Ms Butler is campaigning on cost of living.
“For this electorate, what we really need is we need secure jobs, because it’s getting harder and harder to manage the cost of living and we also need decent wages,” Ms Butler said.
“Cost of living comes down to being able to afford the outgoings — of course that’s obvious — but wages is such an important piece of that puzzle.
“It feels like for everyone around this country, including right here in Griffith, everything’s going up except for their wages.”
Mr Chandler-Mather said his party’s commitment to reduce housing prices and bring dental into Medicare would drive people to the Greens.
“There is a significant number of renters who are voting for us for the first time because we’re talking about capping rent increases,” Mr Chandler-Mather said.

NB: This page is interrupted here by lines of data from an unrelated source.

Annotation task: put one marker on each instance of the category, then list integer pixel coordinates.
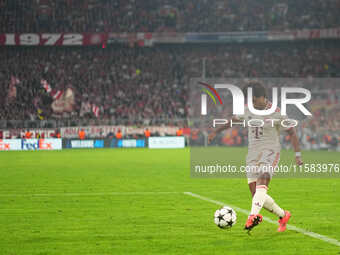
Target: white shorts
(261, 161)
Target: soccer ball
(225, 217)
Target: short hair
(258, 89)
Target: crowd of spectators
(146, 83)
(165, 15)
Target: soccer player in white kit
(263, 155)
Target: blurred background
(105, 67)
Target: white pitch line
(92, 194)
(290, 227)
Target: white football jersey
(266, 134)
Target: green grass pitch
(131, 201)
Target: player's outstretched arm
(296, 145)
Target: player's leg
(260, 193)
(252, 187)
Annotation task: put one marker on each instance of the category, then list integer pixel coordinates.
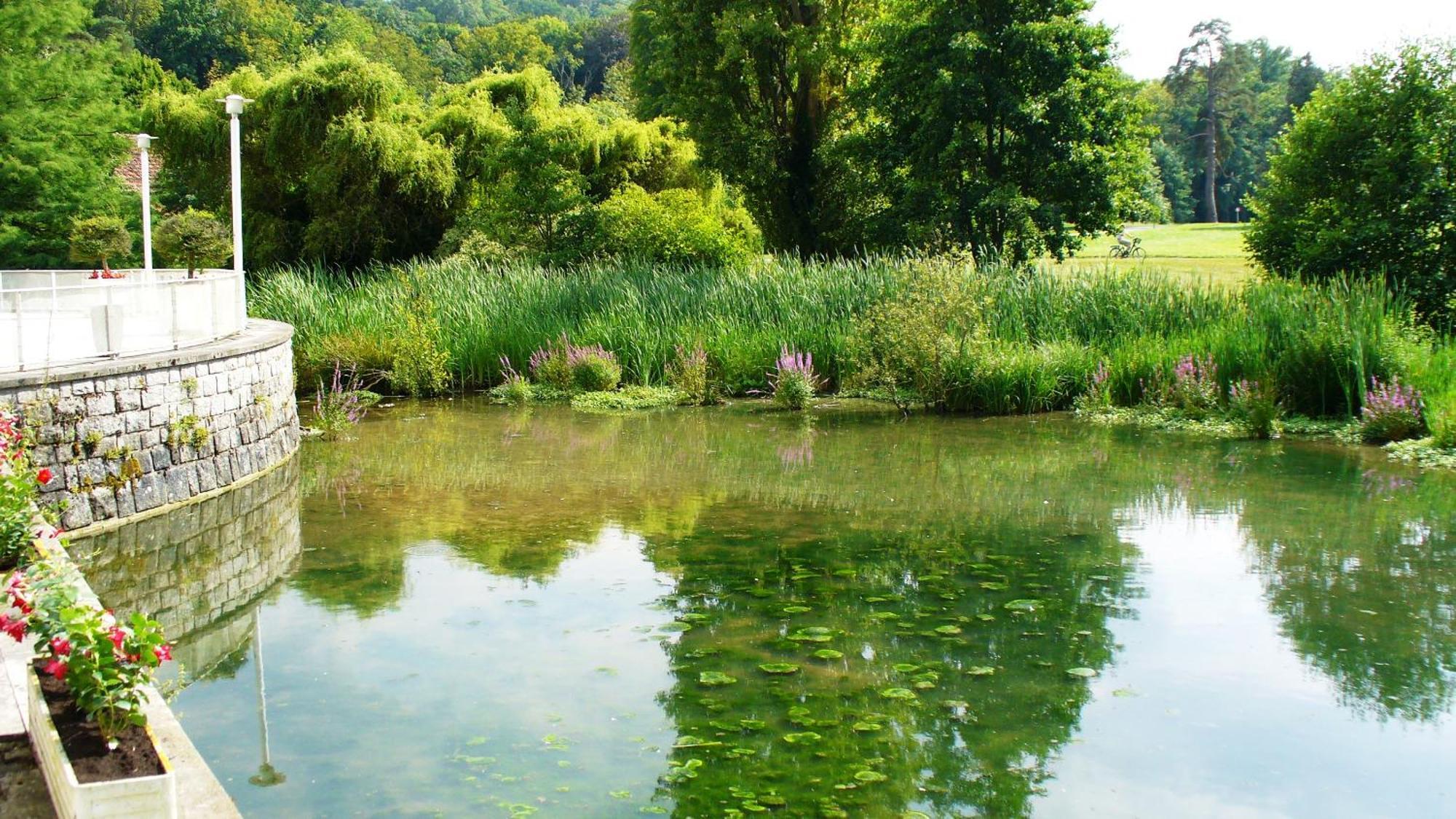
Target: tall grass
(1040, 337)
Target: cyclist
(1123, 240)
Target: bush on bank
(935, 333)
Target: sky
(1336, 33)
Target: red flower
(12, 627)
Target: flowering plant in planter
(106, 663)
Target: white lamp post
(235, 108)
(145, 142)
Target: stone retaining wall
(133, 435)
(196, 566)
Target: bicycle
(1133, 251)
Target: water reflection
(710, 611)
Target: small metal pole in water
(266, 775)
(145, 142)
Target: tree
(98, 240)
(1362, 181)
(1208, 65)
(759, 82)
(337, 165)
(60, 113)
(194, 237)
(1005, 126)
(505, 47)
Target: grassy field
(1202, 254)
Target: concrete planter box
(139, 796)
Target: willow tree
(759, 82)
(336, 164)
(60, 111)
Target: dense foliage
(346, 164)
(876, 124)
(931, 331)
(1364, 181)
(60, 110)
(1218, 113)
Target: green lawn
(1205, 254)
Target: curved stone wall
(133, 435)
(196, 566)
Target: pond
(474, 609)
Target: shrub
(18, 486)
(1195, 385)
(595, 369)
(794, 381)
(1256, 407)
(569, 368)
(688, 373)
(515, 388)
(627, 398)
(194, 238)
(422, 365)
(343, 405)
(905, 344)
(1362, 180)
(675, 226)
(98, 240)
(1391, 413)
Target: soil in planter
(91, 758)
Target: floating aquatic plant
(778, 668)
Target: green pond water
(480, 611)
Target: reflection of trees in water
(965, 719)
(516, 490)
(1364, 577)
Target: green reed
(1045, 334)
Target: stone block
(78, 513)
(149, 491)
(101, 404)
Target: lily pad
(778, 668)
(813, 634)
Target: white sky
(1337, 33)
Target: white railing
(63, 317)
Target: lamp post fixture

“If we do win, we’ll genuinely have leverage in the next parliament — especially if it’s a hung parliament — to get some of those things over the line.”
Preferences to determine outcome
ABC chief elections analyst Anthony Green said Griffith would be won on preferences.
“Griffith is Labor-held — it is a marginal seat, so it’s a seat the LNP would be trying to win, but the issue in Griffith is the Labor and the Green vote is roughly equal,” Mr Green said.
“The LNP will have the highest first-preference vote — [but] The winner will probably be whoever finishes second on first preferences, either Labor or the Greens.
“It’s a competitive seat where the Greens poll well.